Question

Capacitor of capacitance 10 micro farad is fully charged by 200V supply . The energy stored in the capacitor is

Answer 1

Given ,

Capacitance (C) = 10 µf or 10^(-5) f

Potential difference (v) = 200 v

We know that , the energy stored in a capacitor is given by

$\boxed{ \tt{Energy \: (U) = \frac{1}{2} {(v)}^{2}C}}$

Thus ,

$\tt : \mapsto U = \frac{1}{2} \times {(200)}^{2} \times {(10)}^{ - 5}$

$\tt : \mapsto U = \frac{40000 \times {(10)}^{ - 5} }{2}$

$\tt : \mapsto U =2 \times {(10)}^{ - 1}$

$\tt: \mapsto U =0.2 \: joule$

★ The energy stored in a capacitor is 0.2 J

Answer 2

Answer:

A capacitor of capacitance 10 microfarad is fully charged by a 200V supply. The energy stored in the capacitor is $0.2\ J$

Explanation:

• Let us consider a capacitor of capacitance C and with a potential difference between the capacitor plates V.
• The work done in charging a capacitor is stored as electric potential energy.
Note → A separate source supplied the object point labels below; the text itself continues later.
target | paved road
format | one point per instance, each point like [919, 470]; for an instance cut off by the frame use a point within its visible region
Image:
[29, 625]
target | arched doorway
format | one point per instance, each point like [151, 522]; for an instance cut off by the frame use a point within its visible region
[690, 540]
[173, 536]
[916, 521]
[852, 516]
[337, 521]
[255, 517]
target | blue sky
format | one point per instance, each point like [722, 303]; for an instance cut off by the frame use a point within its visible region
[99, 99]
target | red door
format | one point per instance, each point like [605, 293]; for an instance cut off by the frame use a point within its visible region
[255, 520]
• Electric potential energy (E) stored in the capacitor   can be expressed as,

            $E=\frac{1}{2} C V^{2}$    ...(1)
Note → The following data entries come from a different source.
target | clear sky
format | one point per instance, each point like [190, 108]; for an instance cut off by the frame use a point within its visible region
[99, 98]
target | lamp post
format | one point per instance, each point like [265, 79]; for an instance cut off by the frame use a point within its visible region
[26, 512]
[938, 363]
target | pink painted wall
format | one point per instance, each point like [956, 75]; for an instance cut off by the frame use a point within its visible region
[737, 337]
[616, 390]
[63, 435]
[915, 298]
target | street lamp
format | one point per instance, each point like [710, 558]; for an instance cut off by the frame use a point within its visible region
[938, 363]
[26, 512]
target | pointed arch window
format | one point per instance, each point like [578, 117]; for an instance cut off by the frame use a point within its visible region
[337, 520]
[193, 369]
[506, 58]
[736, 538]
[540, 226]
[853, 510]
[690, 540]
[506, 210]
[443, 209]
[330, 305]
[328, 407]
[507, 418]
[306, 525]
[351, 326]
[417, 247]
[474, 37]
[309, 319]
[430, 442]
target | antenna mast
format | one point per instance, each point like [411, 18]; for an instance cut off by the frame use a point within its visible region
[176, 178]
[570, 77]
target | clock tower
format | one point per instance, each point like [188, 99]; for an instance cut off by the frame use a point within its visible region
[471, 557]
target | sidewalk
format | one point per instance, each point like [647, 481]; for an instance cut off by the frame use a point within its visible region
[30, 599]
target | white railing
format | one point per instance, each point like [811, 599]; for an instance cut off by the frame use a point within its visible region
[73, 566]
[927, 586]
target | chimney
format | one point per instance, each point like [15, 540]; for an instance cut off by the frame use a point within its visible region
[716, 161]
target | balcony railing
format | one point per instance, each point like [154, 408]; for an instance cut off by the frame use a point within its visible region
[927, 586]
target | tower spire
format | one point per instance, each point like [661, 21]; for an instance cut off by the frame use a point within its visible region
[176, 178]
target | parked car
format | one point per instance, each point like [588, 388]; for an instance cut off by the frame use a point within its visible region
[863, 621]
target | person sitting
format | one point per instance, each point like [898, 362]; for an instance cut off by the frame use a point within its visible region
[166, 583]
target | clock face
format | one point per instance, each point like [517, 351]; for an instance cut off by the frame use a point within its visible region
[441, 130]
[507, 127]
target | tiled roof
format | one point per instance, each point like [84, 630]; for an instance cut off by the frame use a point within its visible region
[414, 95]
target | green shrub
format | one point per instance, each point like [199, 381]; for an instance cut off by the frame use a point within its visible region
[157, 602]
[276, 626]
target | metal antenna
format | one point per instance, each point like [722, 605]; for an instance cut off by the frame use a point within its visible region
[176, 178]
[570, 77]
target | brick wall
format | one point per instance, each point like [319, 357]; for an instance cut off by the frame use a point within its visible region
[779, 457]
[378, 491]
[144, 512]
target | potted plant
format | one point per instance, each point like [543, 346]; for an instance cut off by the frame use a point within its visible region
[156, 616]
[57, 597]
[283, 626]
In the question, it is given that,

$V= 200\ V$

$C =10\ \mu F = 10\times10^{-6} F$

Substitute these  values into equation (1)

We get,

$E=\frac{1}{2}\times 10\times10^{-6} \times 200^{2} = 0.2 \ J$

Thus,

The energy stored between the plates of the capacitor  will be   $0.2\ J$